Question

A short-circuit experiment is conducted on the high-voltage side of a 500 kVA, 2500 V/250 V, single-phase transformer in its nominal frequency. The short-circuit voltage is found as 100 V and the short-circuit current and power are 110 A and 3200 W, respectively. Find the series impedance of the transformer referred to its low voltage side.

Answer 1

Given Information:

Primary secondary voltage ratio = 2500/250 V

Short circuit voltage = Vsc = 100 V

Short circuit current = Isc = 110 A

Short circuit power = Psc = 3200 W

Required Information:

Series impedance = Zeq = ?

Answer:

Series impedance = 0.00264 + j0.00869 Ω

Step-by-step explanation:

Short Circuit Test:

A short circuit is performed on a transformer to find out the series parameters (Z = Req and jXeq) which in turn are used to find out the copper losses of the transformer.

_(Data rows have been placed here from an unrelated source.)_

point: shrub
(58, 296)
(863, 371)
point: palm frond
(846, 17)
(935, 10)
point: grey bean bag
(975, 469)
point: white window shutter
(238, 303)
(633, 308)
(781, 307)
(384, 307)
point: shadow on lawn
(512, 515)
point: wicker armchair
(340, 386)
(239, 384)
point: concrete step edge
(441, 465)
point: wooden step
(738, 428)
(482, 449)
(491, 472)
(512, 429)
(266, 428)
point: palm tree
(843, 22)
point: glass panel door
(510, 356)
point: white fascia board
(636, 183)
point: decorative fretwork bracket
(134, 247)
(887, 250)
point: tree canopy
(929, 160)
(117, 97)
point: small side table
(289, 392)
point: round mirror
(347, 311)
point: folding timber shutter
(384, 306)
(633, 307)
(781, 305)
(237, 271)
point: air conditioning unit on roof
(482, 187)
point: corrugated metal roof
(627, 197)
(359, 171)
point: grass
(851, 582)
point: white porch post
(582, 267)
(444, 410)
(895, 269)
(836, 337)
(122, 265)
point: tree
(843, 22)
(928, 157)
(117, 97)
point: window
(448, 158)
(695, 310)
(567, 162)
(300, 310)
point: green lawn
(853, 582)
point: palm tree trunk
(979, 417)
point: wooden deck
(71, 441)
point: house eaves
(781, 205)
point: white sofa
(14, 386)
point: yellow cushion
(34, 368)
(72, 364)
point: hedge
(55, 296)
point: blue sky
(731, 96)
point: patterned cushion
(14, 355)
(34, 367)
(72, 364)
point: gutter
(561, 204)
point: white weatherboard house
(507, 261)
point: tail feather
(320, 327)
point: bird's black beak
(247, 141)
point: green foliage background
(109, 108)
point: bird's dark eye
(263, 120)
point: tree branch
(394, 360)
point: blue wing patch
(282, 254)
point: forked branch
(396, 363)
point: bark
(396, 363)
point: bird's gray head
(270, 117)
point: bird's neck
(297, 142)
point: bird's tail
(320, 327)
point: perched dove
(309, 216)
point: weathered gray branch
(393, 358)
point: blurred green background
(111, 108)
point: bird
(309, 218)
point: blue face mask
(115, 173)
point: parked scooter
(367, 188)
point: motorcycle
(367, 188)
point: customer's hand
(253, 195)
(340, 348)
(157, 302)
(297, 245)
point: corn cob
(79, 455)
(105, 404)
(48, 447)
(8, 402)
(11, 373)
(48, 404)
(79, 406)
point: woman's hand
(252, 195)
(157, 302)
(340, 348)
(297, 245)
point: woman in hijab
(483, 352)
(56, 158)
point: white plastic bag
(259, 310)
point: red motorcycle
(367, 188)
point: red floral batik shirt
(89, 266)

The series impedance in polar form is given by

Zeq = Vsc/Isc < θ

Where θ is given by

θ = cos⁻¹(Psc/Vsc*Isc)

θ = cos⁻¹(3200/100*110)

θ = 73.08°

Therefore, series impedance in polar form is

Zeq = 100/110 < 73.08°

Zeq = 0.909 < 73.08° Ω

or in rectangular form

Zeq = 0.264 + j0.869 Ω

Where Req is the real part of Zeq  and Xeq is the imaginary part of Zeq

Req = 0.264 Ω

Xeq = j0.869 Ω

To refer the impedance of transformer to its low voltage side first find the turn ratio of the transformer.

Turn ratio = a = Vp/Vs = 2500/250 =  10

Zeq2 = Zeq/a²

Zeq2 = (0.264 + j0.869)/10²

Zeq2 = (0.264 + j0.869)/100

Zeq2 = 0.00264 + j0.00869 Ω

Therefore, Zeq2 = 0.00264 + j0.00869 Ω is the series impedance of the transformer referred to its low voltage side.